Step 10. Close the Deal

On closing day, here’s what to expect. You’ll likely take the following steps:

  1. Sign the purchase and sale agreement;

  2. Sign loan documents;

  3. Sign forms to transfer patents, trademarks, copyrights and other intellectual property assets;

  4. Sign lease-transfer, vehicle ownership-transfer, franchise, and other asset transfers;

  5. Sign succession, seller consulting, employment, and/or non-competition agreements

  6. Sign the bill of sale;

  7. Sign articles of amendment to change the name of the business. This allows the buyer to amend the working name used during the purchase process to the name purchased;

  8. Agree to the Asset Acquisition Statement, IRS Form 8594, which you and the buyer must attach, showing the identical allocation, to your federal income tax return.


Step 11. Get Paid

Receive the buyer’s payment for the purchase price in full or for a sizable down payment, depending on the payment terms you negotiated.

  • If your sale will close in an escrow office will:

    • Provide instructions provided once the escrow account was established;

    • Confirm that all obligations and contingencies have been satisfied;

    • You and the buyer will sign closing documents;

    • The escrow agent will transfer funds and record the sale.
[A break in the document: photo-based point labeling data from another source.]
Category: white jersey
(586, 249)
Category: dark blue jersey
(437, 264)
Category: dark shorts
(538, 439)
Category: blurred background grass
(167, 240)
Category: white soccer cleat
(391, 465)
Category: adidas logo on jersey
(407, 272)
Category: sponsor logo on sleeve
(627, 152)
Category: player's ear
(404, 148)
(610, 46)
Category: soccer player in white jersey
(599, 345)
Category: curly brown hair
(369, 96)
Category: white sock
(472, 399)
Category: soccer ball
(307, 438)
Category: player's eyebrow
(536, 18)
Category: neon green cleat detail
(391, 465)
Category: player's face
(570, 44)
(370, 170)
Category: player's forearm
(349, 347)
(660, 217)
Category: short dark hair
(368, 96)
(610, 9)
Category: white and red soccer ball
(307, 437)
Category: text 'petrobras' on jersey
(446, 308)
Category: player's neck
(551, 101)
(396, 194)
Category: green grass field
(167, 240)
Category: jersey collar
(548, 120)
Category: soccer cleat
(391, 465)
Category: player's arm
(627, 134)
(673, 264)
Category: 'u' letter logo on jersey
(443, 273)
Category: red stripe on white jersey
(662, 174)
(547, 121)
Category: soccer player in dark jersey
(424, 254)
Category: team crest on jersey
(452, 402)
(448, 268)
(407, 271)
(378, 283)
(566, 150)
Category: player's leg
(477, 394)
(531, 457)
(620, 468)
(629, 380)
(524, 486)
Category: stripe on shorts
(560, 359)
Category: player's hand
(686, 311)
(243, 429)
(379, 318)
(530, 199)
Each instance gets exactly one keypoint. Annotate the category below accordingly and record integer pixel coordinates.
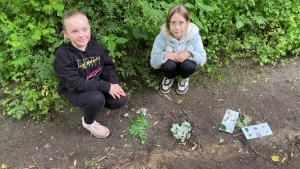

  • If your sale will close in an attorney’s office:

    • Your attorney’s review the purchase and sale agreement;

    • All parties address outstanding obligations or contingencies;

    • All parties meet to sign documents and transfer funds;


And, with that, your deal is done!  But your involvement isn’t over. You still have to announce the sale and take care of long lists of details and legal items to formally transfer your business and help the transition to the new owner.

DISCLAIMER. This information is provided for use by Beachton Capital Partners clients and prospects. This information does not constitute legal advice or opinions of any kind. Your use of this information is at your own risk, and you should first seek legal advice.  No lawyer-client, advisory, fiduciary or other relationship exists between Beachton Capital Partners, K Squared Fund and any person accessing or otherwise using our sample documents. Beachton Capital Partners, K Squared Fund and its affiliates (and any of their respective directors, officers, agents, contractors, interns, suppliers and employees) will not be liable for any damages, losses or causes of action of any nature arising from any use of any of the content or the provision of said documents.